Here’s the analogy: You meet a guy at a dinner party. No one you’ve particularly heard of but when he tells a story about the day his mother died, he seems honest, intelligent and interesting. He appears disarmingly vulnerable in his simplicity –you will soon find out he is an advertising man who made a living out of convincing you to buy things you didn’t need but he seems sincere and the conversation is personal.
So he tells another story, and yet another one. And you hang to his every word. You want him to hog the conversation all night long. He also wants to. You both relish it.
In jumping from topic to topic, you find out that he’s written a very memorable piece of advertising or two and a Hall of Fame payoff line for a newspaper. He tells you in the most unaffected, insouciant way that has three daughters, one gay, one with Down Syndrome, not 100% white any of them, pass me the salad, please.
The stranger then rambles on about this and that –sometimes very interesting thoughts, others strange. His views on Healing and Entitlement are worthy of framing (so are his differentiations between true and truth and between identity and personality); his rants against the European Union or Parliament or Commission (I don’t know which is which, I don’t care either) are proof that no one is perfect. I strike him down one star for writing that chapter. But I award him an extra star for not giving us a whole chapter about Elvis Costello.
Give it a good try; it’s a quick read -best I think if you consume 5 or 6 short chapters a day.

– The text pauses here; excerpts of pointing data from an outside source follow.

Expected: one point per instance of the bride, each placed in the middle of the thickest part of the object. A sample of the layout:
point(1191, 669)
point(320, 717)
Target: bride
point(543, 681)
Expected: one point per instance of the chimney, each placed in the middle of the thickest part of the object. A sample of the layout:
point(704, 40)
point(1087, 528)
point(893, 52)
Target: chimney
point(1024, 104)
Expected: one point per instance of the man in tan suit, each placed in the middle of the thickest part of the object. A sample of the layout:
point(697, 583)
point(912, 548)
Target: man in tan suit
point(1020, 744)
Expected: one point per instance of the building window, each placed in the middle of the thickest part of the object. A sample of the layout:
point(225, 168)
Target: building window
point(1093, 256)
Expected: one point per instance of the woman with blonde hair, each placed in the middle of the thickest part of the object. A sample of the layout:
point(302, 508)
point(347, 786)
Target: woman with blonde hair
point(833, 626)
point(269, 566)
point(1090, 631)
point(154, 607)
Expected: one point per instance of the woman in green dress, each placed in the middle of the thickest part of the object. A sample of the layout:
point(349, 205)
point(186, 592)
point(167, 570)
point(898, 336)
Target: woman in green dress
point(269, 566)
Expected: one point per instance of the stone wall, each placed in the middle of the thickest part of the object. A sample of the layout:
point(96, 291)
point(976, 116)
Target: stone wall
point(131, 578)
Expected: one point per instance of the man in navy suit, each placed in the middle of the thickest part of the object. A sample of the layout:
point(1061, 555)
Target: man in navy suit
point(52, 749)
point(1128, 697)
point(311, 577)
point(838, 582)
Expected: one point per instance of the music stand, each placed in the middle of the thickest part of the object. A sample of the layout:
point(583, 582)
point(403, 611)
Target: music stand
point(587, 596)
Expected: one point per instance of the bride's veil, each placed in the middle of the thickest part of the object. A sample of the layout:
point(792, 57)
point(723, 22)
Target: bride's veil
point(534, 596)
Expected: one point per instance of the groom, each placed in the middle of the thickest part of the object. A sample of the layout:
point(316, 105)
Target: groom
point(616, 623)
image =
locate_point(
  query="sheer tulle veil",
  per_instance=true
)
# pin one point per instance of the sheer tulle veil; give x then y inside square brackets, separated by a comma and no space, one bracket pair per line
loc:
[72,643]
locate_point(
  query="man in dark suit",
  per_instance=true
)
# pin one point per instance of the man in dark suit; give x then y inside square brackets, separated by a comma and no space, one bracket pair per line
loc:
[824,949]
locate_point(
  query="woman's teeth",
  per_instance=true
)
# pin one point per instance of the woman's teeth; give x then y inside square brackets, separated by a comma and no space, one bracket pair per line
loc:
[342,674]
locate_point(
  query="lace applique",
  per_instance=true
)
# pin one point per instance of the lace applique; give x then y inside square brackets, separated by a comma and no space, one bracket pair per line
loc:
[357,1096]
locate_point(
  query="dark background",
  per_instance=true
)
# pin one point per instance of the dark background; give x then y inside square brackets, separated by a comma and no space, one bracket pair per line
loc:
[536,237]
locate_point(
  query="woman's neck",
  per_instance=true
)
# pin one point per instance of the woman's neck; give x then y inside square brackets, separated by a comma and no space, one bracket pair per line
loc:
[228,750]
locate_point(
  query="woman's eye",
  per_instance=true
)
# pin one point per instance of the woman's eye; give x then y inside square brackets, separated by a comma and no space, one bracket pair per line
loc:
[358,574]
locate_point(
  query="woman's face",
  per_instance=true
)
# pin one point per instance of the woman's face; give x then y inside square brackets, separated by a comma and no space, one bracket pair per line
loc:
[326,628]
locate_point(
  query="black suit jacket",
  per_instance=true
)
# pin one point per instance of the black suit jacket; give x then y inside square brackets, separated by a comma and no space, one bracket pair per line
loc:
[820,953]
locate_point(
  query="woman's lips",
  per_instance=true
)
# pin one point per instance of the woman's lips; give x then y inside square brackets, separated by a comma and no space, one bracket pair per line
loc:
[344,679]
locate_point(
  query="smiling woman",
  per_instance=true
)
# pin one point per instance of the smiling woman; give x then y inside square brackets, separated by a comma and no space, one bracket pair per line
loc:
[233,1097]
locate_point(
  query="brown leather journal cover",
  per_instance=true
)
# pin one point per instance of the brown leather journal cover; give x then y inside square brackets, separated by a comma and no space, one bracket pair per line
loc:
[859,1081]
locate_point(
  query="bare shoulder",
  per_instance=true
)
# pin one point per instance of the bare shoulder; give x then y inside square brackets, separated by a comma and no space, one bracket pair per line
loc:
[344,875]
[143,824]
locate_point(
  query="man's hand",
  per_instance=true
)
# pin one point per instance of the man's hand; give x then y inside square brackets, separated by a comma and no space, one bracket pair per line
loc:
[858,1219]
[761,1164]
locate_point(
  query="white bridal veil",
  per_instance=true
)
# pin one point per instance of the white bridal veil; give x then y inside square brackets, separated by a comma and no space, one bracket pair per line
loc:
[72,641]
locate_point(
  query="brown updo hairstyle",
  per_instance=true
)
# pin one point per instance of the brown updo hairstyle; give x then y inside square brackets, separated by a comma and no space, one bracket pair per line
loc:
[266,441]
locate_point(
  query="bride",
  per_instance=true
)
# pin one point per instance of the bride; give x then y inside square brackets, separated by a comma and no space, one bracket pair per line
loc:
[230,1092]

My Choice of Words is an honest story about life with many fantastic points of view. If you want to learn, be provoked, and inspired, this book is for you. Give it a few pages, and it gets thought-provoking and hooks you in.
It’s well written (despite doubters from early in Peter’s career) and accurate, which I can vouch personally, having played a small part in a few of these stories. This book features a well-articulated perspective on family, politics, advertising, and music, among other topics.
Did I mention that it’s funny too? You’ll love it.